An intersection of passageways offered at least a small chance that someone would happen by, so Bruce steered Loki towards a small bench on which to sit.
“Where’s…?”
“We’re just gonna take five. We’re not far, Come on.”
Loki shook his head. “No. Thor. Where’s Thor?”
Bruce could see where this was going. “Thor’s not here right now, remember?”
“I need to talk to him.”
“Yeah, that’s going to be a problem,” Bruce said under his breath. Then, more patiently, “Why don’t you sit down for a minute while I fetch us something to drink.”
Loki narrowed his eyes at that, but after some indecision finally condescended to be guided to the bench. He dropped heavily onto it, a glazed look about him that told Bruce all he needed to know about the stage the fever was at. He Needed his temperature to be cool down , and soon.
“Don’t go anywhere,” Bruce ordered. He jogged ahead to the main quarters, scanning every corridor and room as he passed for signs of life. Just as his journey up here had been, the place was deserted.
Shouldn’t have sent those kids away, Banner.
He found canisters of drinking water in Thor and Loki’s quarters.
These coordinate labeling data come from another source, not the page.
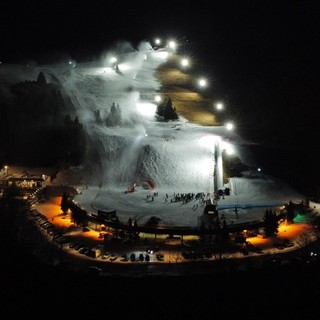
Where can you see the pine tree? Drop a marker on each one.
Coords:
(41, 78)
(169, 111)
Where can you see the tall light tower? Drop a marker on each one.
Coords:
(218, 166)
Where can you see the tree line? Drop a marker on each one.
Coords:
(37, 125)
He scavenged a cloth wet that too. He returned to find Loki with his head tipped back against the wall, tendrils of hair stuck flat to his flushed skin.
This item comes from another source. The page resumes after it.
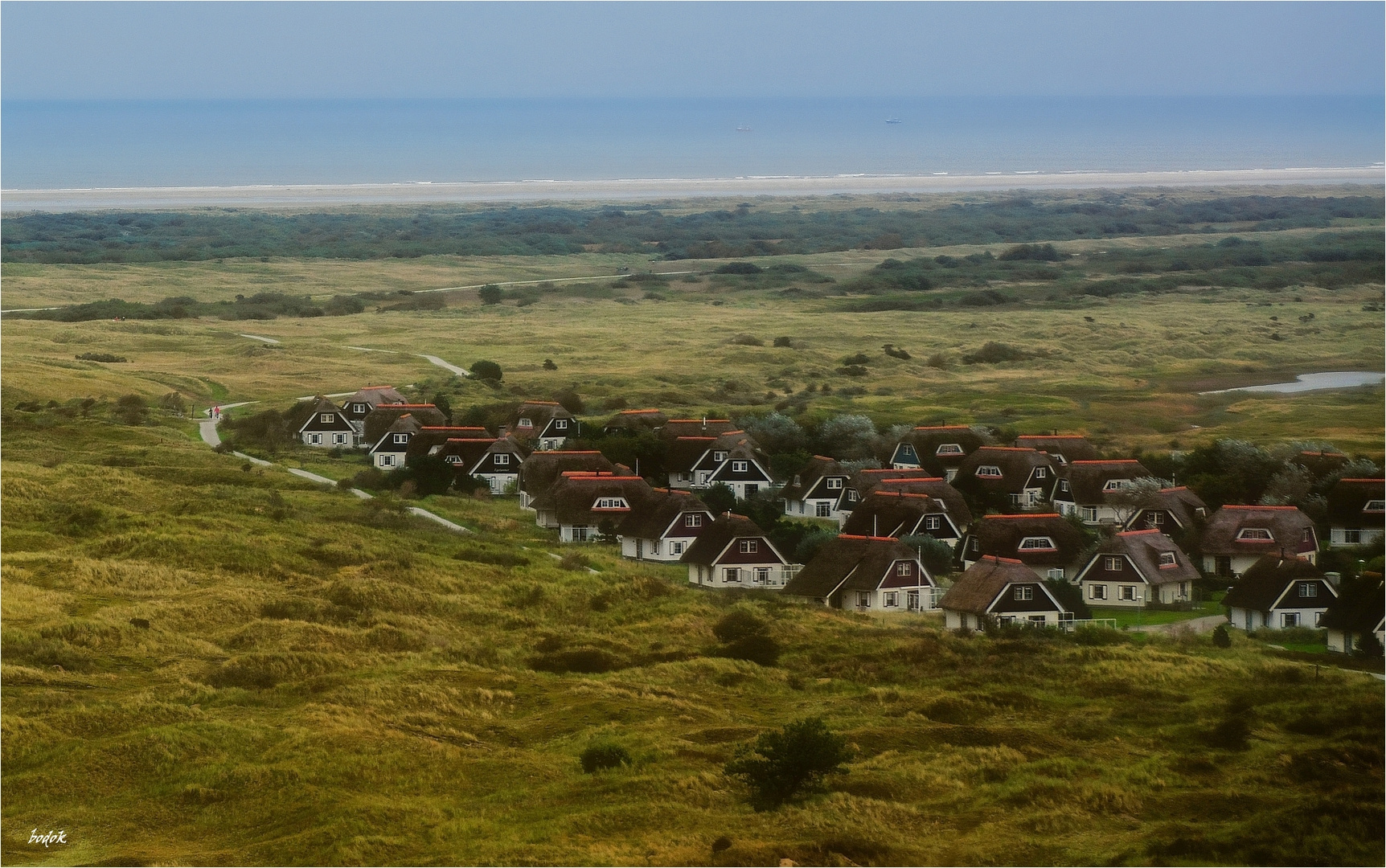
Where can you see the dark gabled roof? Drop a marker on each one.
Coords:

“Here you go,” Bruce announced as he pressed the water into Loki’s fingers, encouraging him to grip the canister. He then draped the wet cloth over the back of Loki’s neck.
“Where is Thor?” Loki asked him again, oblivious to all this.
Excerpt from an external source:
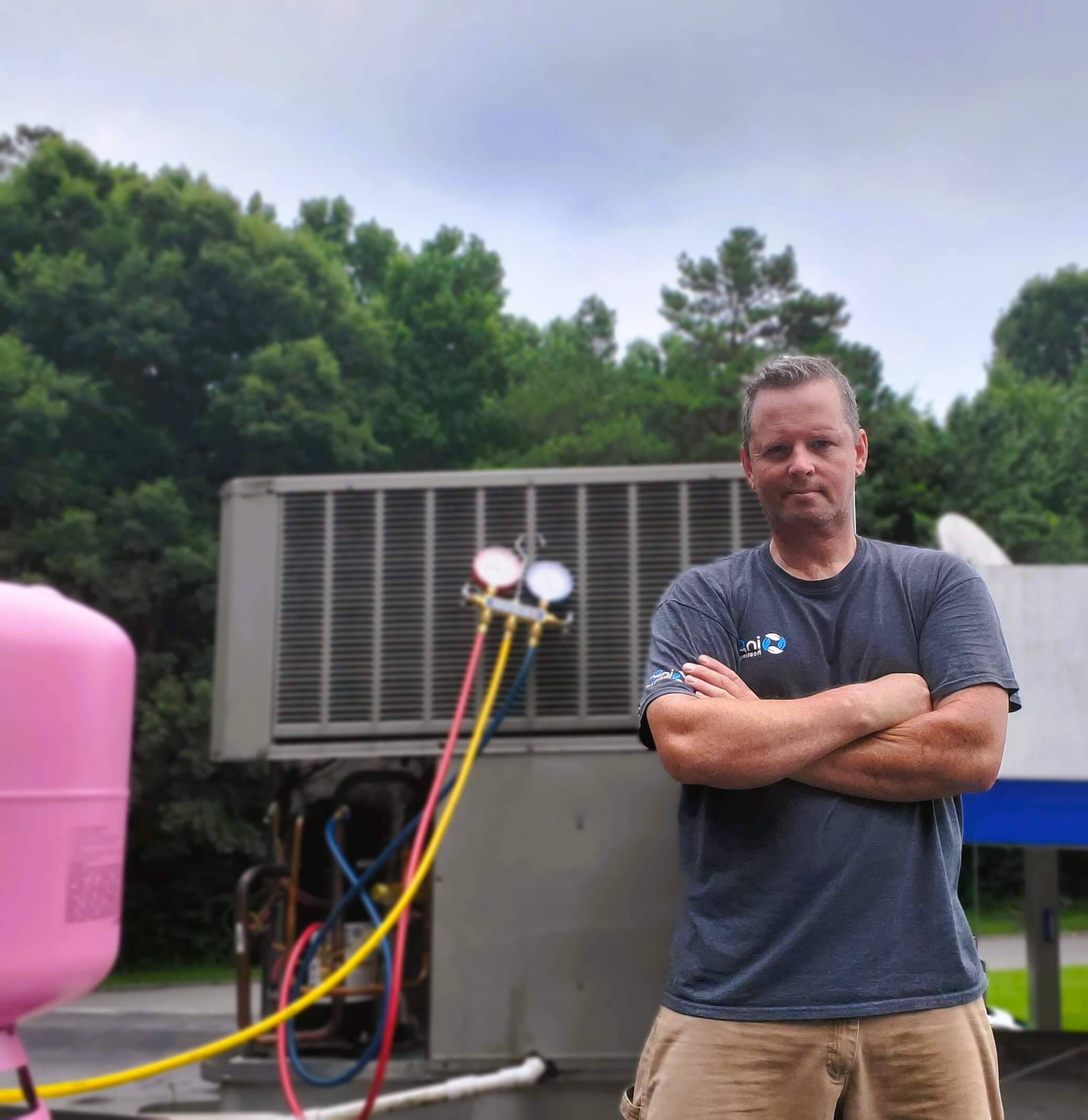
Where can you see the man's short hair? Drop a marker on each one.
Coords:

“He’ll be here real soon. Drink that for me, please.”
Loki did so, absently at first, then with more interest,
Bruce’s only real tools here were his words, and he’d have to rely on Loki’s remaining sense of reason if he was going to help him. His track record lately did not bode well.
“Okay, here’s what we’re going to do.” He lowered himself onto his haunches in front of Loki and made sure he had his attention. It was wavering in and out, but Bruce would have to work with what he had. “You’re going to finish that, and I’m going to go flag down a couple of folks. I’ll be as quick as I can, but I’m going to need you to stay here, alright? Do not move from this spot.”
Loki gazed back at Bruce blankly, sweat glistening at his hairline.
“It’s too hot.”
“I know. We’re going to get you cooled down, just as soon as we can. I promise. But I gotta go get someone first.”
Bruce rose to leave but was halted by a hand at his sleeve.
“I need to find Thor.”
Lord give me strength. “And he’ll know just where to find you, as long as you wait right here.”
Loki drew his eyebrows together but released his grip on Bruce’s sleeve. He seemed to notice the cloth at his neck and tugged at it impatiently.
“No, leave that where it— Okay, you don’t want it. That’s fine too, but I really think it would be a better idea to... Hey, wait. No no no. Where are you— Loki! Hold up!”
Ignoring him entirely throughout, Loki dragged himself unsteadily to his feet and brushed Bruce aside with the barest amount of force. It seemed he’d decided to take matters into his own hands.
“Shit,” Bruce cursed to himself, following in Loki’s wake as he lurched his way deeper into the ship, one shoulder clipping the corridor wall each time he veered off course.
They almost made it to Thor and Loki’s quarters when Loki stopped, a hand halfway to his head, a sharp expression of pain baring his teeth in a grimace.
Bruce could see what was about to happen. His warning came too late.
“Be careful, you’re gonna—”
Before Bruce could reach him Loki took staggered sideways, put a hand out to catch himself. He missed the wall altogether and fell forward into empty space. When the side of his face connected with the doorframe the force of the impact snapped his head back, and the clang it produced echoed loudly down the corridor long before the rest of him hit the floor.